[storage] storage upload failing due to "Argument list too long"
/bin/bash: /opt/homebrew/bin/aws: Argument list too long
Investigate the following error message when uploading files to cloudflare R2 storage
Tried reproducing this with:
file_mounts:
/cloudflare:
name: <bucket-name>
source: ~/yamls
store: r2
mode: MOUNT
This command actually errors out for me with
upload failed: ../../yamls/cloudflare.yaml to s3://<bucket-name>/cloudflare.yaml An error occurred (InternalError) when calling the PutObject operation (reached max retries: 2): We encountered an internal error. Please try again.
but I am not getting the error described in the issue.
The error message above seems to be due to an unrelated issue which should be fixed with https://github.com/skypilot-org/skypilot/pull/5282. Running the command with the PR branch does not show any issues.
Found an interesting article from the web: https://unix.stackexchange.com/questions/353111/argument-list-is-too-long-for-bin-aws
So it seems like the argument list is literally too long - maybe the directory has too many files or something. I'll see if I can reproduce this.
https://unix.stackexchange.com/questions/45583/argument-list-too-long-how-do-i-deal-with-it-without-changing-my-command
https://github.com/aws/aws-cli/issues/4486
Long story short, a shell command can fail with Argument list too long if the length of arguments (by number of characters, no the number of actual arguments) is too long.
sync_command = (
'AWS_SHARED_CREDENTIALS_FILE='
f'{cloudflare.R2_CREDENTIALS_PATH} '
f'aws s3 sync --no-follow-symlinks {excludes} '
f'{src_dir_path} '
f's3://{self.name}{sub_path}/{dest_dir_name} '
f'--endpoint {endpoint_url} '
# R2 does not support CRC64-NVME
# which is the default for aws s3 sync
# https://community.cloudflare.com/t/an-error-occurred-internalerror-when-calling-the-putobject-operation/764905/13
f'--checksum-algorithm CRC32 '
f'--profile={cloudflare.R2_PROFILE_NAME}')
For reference, this is the code snippet to generate the directory sync command.

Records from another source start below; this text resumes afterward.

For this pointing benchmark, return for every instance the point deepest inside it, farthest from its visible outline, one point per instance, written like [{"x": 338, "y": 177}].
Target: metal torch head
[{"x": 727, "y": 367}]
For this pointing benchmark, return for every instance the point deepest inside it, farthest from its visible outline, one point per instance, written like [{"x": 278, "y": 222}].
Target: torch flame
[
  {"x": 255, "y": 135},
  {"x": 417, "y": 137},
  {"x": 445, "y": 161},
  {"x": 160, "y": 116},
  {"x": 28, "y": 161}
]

Not saying this is how it happened for this user specifically, but I could see, for example, the excludes list being really really long and causing the whole command to be too long. I will try to confirm this behavior.
cc. @cg505 for opinions on how this might potentially be solved if it indeed is the excludes being too long - I don't actually have a good idea for a solution if that turns out to be what is happening.
I don't have any genius insight, since it sounds like the fundamental issue can't really be worked around. A few quick thoughts:
- We should double check we aren't doing something stupid like separately excluding every single file if we ignore a directory with a lot of files.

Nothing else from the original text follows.